All six dust samples collected from the air using vacuum filtration devices at the yards of four clients — as far as nearly a half-mile from hog farms — “contained tens of thousands to hundreds of thousands of hog feces DNA particles,” the report read.
This indicates, according to Rogers, that residents are exposed to hog feces particles even in their homes. The bacteria, Pig2Bac, was identified and traced to hog feces through DNA fingerprinting. The sampling was conducted from October to December 2016.
This could prove to be a key piece of evidence because trespass, as defined by law, is any act that directly results in a physical invasion of another’s property. North Carolina’s Right to Farm laws and its amendments still allow plaintiffs to sue for trespass.
Manure running into a neighbor’s yard would qualify. There is a legal precedent for landowners to file trespass claims if they believe they’ve been harmed by airborne pollutants: pesticide drift, industrial emissions, even genetically modified organisms.
Nonetheless, it is difficult to prove harm in a trespass claim, especially in cases involving indirect intrusions, such as fecal bacteria.
If bacteria, including antibiotic-resistant strains, were to sicken residents, that could prompt a legal change.
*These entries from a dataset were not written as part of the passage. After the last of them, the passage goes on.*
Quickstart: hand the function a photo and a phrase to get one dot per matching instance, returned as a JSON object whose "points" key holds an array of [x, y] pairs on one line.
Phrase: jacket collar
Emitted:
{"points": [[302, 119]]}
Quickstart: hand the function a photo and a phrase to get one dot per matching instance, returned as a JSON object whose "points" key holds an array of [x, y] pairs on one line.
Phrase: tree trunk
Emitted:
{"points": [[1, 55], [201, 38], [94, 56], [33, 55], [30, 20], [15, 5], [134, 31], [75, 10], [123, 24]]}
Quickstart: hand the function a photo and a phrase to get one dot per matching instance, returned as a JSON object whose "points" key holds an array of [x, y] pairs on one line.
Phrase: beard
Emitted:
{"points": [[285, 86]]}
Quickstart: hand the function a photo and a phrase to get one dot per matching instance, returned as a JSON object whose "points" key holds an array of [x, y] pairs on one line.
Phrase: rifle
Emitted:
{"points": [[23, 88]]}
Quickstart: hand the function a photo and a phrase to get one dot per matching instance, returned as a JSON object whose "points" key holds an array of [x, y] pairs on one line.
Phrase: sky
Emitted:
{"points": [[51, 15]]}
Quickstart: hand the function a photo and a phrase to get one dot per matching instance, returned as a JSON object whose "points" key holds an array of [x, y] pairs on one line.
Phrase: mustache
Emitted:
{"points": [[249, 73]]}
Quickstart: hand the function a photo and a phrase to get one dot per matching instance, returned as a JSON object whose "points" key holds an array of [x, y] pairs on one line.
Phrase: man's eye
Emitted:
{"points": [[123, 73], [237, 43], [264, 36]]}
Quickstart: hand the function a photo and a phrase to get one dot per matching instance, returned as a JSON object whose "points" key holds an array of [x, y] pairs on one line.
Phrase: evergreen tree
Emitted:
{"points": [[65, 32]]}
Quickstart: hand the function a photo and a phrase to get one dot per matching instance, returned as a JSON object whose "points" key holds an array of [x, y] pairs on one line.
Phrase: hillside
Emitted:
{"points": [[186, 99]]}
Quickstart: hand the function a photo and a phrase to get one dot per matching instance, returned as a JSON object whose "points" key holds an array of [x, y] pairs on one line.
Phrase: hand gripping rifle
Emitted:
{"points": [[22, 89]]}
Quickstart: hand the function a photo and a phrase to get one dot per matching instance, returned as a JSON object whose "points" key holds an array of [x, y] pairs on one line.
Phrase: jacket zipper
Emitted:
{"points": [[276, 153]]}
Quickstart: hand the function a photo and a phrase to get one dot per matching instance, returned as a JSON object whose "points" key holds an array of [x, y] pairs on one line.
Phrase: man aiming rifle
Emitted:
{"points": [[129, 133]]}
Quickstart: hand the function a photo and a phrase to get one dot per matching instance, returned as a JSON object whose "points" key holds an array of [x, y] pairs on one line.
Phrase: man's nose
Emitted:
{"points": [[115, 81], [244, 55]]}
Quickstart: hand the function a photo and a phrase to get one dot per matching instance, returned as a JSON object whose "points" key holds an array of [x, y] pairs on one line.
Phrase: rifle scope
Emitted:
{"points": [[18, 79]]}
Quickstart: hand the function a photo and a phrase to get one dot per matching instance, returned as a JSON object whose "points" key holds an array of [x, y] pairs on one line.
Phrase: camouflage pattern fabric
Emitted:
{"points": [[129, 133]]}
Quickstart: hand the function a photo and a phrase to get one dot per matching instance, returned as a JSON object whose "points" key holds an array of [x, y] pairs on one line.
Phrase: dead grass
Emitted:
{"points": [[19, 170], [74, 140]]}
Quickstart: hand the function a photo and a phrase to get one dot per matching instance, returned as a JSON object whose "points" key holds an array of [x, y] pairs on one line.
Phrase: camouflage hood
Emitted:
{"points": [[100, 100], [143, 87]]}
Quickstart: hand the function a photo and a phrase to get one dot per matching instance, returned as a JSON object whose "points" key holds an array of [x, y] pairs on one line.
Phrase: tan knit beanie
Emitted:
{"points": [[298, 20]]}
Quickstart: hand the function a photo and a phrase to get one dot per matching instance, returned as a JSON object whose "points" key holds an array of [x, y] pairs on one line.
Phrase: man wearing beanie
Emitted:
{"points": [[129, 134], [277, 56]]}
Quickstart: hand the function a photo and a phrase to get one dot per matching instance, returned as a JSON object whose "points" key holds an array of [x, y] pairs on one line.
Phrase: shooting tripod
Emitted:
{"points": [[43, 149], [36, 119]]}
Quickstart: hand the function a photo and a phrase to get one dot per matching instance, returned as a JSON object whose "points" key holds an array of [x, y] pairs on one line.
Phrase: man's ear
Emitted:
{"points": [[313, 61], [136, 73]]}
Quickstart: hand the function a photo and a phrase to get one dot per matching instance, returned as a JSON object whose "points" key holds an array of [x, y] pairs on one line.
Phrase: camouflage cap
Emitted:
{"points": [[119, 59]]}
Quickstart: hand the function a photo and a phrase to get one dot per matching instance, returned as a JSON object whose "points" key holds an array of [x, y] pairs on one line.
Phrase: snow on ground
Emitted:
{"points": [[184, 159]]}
Another natural disaster resulting from the hog lagoons could force state environmental officials and lawmakers to re-examine how these facilities are permitted to operate. Only after several environmental incidents in the 1990s — hog lagoons flooded during a hurricane, contaminating thousands of acres of land and rivers — did lawmakers pass a moratorium on new hog facilities. They can be built or expanded only if new waste technology is installed.
Since 2007, when the moratorium went into effect, no new hog operations have been built or expanded.
As for Herring and the other hundreds of plaintiffs, they wait as their case winds through federal district court.
In the meantime, Herring stays inside with her windows closed when the farmer is spraying.
Nonetheless, she says, she suffers from headaches, breathing trouble and depression.
“No one is trying to understand what we are dealing with, living next to a hog facility that sprays waste on us,” she says. “Clean air is a God-given right, but it’s a right that my family and I are being denied.”